As the world looks to protect the Amazon as a globally essential carbon sink, ARPA has been an important showcase for the types of mechanisms needed for successful action. The 62 protected areas supported by ARPA are preserving a forest carbon stock of about 4.6 billion tons of carbon (18 percent of the total stock protected in the Amazon), almost twice that required for emissions reduction under the first phase of the Kyoto Protocol. Models based on a small part of ARPA (13 protected areas created between 2003 and 2007) showed that around 1.1 billion tons of carbon could be saved from emissions until 2050. Similar studies showed that the total of Brazilian Amazon protected areas could be responsible for saving some eight billion tons of carbon.

Protected areas are also the most cost-effective means of reducing carbon emissions from deforestation and are thus a sound investment.
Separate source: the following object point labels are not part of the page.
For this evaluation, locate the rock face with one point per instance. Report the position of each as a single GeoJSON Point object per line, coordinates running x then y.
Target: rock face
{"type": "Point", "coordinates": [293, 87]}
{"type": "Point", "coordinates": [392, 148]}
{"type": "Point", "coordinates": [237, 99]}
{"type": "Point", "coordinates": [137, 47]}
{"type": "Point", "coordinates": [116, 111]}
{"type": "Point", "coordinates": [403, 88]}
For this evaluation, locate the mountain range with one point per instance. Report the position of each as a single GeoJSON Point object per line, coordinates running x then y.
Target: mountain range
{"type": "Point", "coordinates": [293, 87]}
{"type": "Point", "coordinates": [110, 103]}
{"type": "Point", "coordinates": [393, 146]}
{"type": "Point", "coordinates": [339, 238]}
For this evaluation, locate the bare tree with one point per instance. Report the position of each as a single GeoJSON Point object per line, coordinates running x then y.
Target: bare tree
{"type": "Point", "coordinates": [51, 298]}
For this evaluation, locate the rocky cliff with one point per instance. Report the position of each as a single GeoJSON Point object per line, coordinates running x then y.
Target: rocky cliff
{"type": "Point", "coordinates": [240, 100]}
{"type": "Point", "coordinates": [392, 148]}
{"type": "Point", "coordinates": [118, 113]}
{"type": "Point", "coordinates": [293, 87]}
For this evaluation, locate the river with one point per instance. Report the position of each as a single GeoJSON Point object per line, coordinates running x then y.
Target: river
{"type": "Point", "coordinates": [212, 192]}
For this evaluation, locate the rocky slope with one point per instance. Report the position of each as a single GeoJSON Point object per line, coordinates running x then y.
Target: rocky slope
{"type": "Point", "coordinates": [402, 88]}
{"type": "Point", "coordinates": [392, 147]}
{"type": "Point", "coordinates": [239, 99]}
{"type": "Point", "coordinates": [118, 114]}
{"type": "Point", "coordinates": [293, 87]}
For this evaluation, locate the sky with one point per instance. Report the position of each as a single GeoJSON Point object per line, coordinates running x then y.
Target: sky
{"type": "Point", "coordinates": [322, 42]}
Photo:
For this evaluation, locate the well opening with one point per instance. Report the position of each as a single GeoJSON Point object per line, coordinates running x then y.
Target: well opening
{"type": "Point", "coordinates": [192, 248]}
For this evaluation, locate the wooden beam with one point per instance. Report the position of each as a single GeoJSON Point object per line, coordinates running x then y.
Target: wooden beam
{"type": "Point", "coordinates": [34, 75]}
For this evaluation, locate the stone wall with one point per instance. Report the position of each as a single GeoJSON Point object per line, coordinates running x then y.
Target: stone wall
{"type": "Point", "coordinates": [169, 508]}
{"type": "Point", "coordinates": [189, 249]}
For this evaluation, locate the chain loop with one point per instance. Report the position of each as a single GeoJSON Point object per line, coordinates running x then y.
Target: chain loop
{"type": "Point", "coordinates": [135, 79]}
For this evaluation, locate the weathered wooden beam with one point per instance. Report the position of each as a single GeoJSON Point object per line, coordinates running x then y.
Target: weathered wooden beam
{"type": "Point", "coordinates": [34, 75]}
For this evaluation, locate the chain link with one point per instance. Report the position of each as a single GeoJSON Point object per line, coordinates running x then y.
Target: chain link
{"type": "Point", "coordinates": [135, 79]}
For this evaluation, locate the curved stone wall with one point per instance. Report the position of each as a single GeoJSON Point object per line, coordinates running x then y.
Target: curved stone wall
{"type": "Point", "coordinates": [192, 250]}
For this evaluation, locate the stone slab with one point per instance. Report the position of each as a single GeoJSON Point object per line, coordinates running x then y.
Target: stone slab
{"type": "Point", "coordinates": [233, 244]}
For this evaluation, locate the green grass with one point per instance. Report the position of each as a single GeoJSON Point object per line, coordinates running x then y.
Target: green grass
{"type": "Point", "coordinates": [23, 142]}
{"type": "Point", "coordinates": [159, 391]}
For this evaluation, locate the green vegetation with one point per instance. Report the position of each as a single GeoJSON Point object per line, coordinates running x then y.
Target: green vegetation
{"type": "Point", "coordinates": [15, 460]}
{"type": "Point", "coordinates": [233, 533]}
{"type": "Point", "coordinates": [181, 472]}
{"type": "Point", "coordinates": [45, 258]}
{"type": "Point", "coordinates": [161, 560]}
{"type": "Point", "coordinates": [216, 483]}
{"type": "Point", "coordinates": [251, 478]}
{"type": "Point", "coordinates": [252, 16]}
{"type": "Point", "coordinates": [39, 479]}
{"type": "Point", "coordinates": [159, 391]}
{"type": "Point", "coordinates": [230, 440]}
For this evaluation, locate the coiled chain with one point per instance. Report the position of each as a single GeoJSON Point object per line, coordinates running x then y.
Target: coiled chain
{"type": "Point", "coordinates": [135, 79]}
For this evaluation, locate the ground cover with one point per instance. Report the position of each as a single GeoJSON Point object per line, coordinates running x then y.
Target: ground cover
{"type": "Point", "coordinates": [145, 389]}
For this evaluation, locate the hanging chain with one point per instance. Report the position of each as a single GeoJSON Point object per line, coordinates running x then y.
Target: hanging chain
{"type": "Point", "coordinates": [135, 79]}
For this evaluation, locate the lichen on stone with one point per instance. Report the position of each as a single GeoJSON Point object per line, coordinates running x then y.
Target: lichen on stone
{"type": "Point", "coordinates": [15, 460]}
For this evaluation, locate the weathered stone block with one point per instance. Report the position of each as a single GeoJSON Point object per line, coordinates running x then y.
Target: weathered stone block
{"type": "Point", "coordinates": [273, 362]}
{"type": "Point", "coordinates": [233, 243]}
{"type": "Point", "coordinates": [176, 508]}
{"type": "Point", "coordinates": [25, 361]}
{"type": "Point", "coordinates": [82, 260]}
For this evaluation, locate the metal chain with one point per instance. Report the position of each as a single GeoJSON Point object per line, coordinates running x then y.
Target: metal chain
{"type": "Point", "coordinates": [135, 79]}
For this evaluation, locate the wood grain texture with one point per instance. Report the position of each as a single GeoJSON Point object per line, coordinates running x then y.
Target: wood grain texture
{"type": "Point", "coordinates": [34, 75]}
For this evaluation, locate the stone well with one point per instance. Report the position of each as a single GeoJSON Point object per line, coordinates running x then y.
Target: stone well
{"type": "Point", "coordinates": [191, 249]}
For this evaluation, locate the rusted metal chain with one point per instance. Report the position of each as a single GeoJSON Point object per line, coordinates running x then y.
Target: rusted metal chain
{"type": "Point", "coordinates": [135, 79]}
The cost of decreasing emissions from deforestation in the Brazilian Amazon is estimated as US$1 to $2 per ton of CO2 equivalent. This includes paying for programs benefiting local communities within forests and other ecosystems, opportunity costs, plus law enforcement and further financial support for protected areas. By the conservative estimate of the Brazilian Government, Amazonian rainforest contains 100 tons of carbon per hectare, so the cost would be US$100-$200 per hectare. ARPA, however, demonstrated that protected areas can achieve the same result for just US$10 dollars per hectare.

Investment in protected areas brings multiple benefits. It decreases emissions at less cost than other options while generating revenue. The economic profits from creating and strengthening protected areas is estimated to reach tens of billions of dollars by 2050, once the other benefits of leaving the forests standing — such as preventing flooding and soil erosion, regulating temperature and rainfall, ecotourism, cultural values, scientific research, and so on — are taken into account.

During the second of three planned phases of ARPA, to last from 2010 until 2014, the overall target for the project have been expanded to cover those ecosystem services as well. The spatial extent will also increase, to a total of 60 million hectares of the Brazilian Amazon.

ARPA represents not only the world’s largest conservation program in protected areas but a crucial component of a sustainable future for the Amazon. The project has demonstrated the economic value of biodiversity and protected areas. It has shown that dramatic expansion of biodiversity conservation is not only possible in the tropics, but that such expansion can be part of broader efforts to bring biodiversity and ecosystem services into local and national economies.